A Brit in America Makes Sense of the Meghan Markle Oprah Interview
Before I settled in to watch Oprah’s Sunday night interview with the Duke and Duchess of Sussex three nights ago, I had intended to write a story about her subjects’ style choices for the interview. Straddling the ocean as I have the past year, half the time at home in Manhattan, half the time in the English countryside, I have found myself torn between two very different readings of this extraordinary couple. In America, a version of Meghan as a self-actualized style maven with a platform of female empowerment, who seemed to have brought her unhappy prince and his demons to a happy place. In Britain, a sense that she was a wily, shrewish manipulator (“Hurricane Meghan”) who snared her well-meaning but unwary prince, dazzled by the idea of the job, but discovered too late its dreary restrictive realities and its focus on blindly unquestioning obedience and embrace of duty, and stole him away to a distant land of self love, self realization, and humbug. To be perfectly frank I was somewhat ambivalent myself: the relentless onslaught of the British tabloid press is difficult to resist, try as one might. It’s a juggernaut.

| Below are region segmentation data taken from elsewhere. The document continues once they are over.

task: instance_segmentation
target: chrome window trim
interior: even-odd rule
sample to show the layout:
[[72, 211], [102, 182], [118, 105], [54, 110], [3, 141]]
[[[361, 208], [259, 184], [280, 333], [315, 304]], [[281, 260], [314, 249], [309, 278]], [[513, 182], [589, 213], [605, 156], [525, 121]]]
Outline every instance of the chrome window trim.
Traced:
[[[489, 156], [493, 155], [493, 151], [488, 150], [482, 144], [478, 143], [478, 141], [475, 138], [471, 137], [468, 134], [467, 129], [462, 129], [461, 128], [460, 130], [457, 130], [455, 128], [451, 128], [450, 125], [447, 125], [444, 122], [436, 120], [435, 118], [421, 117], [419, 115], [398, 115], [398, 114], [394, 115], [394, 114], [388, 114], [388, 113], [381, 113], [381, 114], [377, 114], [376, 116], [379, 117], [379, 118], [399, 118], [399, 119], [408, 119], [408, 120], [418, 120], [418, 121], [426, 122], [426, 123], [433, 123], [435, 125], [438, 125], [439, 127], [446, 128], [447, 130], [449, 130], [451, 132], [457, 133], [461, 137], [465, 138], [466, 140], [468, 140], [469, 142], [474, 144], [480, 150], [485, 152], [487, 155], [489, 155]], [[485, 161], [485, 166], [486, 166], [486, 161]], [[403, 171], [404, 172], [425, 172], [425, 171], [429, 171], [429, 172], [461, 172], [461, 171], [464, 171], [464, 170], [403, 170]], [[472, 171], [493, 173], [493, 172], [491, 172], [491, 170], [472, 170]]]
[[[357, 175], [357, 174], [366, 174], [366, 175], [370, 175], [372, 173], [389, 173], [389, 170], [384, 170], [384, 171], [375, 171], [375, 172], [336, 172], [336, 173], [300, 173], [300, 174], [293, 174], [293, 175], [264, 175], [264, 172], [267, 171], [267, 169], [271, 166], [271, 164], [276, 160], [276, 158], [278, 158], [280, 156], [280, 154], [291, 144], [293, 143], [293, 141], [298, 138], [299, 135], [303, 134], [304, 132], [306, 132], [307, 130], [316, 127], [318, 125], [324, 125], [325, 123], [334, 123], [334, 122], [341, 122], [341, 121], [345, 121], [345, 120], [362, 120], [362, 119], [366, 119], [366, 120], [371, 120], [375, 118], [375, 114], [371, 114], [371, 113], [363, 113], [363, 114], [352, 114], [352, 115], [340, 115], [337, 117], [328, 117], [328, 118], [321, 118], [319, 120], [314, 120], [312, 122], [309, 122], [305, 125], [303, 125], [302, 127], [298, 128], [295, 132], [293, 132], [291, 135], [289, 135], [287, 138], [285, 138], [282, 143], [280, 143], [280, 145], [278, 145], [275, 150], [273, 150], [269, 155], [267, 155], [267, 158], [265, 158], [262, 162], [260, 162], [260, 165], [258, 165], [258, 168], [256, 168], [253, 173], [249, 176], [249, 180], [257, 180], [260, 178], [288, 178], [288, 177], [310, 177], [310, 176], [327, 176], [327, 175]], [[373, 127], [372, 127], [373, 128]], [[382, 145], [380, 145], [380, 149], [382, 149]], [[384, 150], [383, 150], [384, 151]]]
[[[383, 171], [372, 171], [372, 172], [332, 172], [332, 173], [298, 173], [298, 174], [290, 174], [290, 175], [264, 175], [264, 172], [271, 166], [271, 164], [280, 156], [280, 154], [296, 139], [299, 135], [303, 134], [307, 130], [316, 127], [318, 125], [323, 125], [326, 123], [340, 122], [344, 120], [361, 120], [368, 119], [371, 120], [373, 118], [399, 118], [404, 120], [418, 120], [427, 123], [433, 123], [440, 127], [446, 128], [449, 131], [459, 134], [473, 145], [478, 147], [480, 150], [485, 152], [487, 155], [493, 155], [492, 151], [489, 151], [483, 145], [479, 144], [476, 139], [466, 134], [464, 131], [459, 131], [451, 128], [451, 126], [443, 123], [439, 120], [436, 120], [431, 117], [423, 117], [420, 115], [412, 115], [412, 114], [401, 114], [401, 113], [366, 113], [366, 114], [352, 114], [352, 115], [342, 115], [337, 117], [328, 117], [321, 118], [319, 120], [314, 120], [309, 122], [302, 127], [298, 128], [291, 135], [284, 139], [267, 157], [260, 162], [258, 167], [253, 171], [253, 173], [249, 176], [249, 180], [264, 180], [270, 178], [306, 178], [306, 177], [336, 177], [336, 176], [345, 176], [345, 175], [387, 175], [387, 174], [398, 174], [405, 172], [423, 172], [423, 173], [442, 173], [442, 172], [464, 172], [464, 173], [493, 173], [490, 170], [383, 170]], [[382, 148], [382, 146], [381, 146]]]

So let’s get the clothes and their messaging out of the way first. Prince Harry, stripped now of his uniforms, but embracing the Montecito lifestyle in degage J. Crew, Meghan channeling the Duchess of Windsor in a pregnancy-appropriate Giorgio Armani triple silk georgette dress with an abstract print splosh that apparently represented lotus flowers (symbolizing “enlightenment, self-regeneration and rebirth,” as Town & Country assured me). She accented the dress with a trio of aquamarine teardrops from Pippa Small that she’d previously worn in Tonga during the couple’s 2018 tour—when she proved to be such a popular, telegenic whizz at the job that “The Institution'' [the Palace administrative infrastructure] (or was it “The Firm” [the Royal family and key courtiers and advisors]?) apparently balked, and the problems began—and a diamond tennis bracelet that appeared to have been the one that had belonged to her late mother-in-law whose own star turn in the Antipodes in 1983 similarly signalled the beginning of the end of her own very short lived honeymoon with The Firm, and indeed her husband (see The Crown, Season 3, Episode 6, Terra Nullius). Meghan, Duchess of Sussex, finished it all off with fiendishly vertiginous Aquazzura stiletto heels that seemed ill-suited to the manicured lawns of the neighboring friend’s garden where the trio found themselves, shaded by a verdant brick pergola from the glorious California light, but perhaps were intended to suggest that the wearer was not to be trifled with. The Duchess of Windsor, I was reminded, had the soles of her shoes polished in case they were revealed when she crossed her ankles.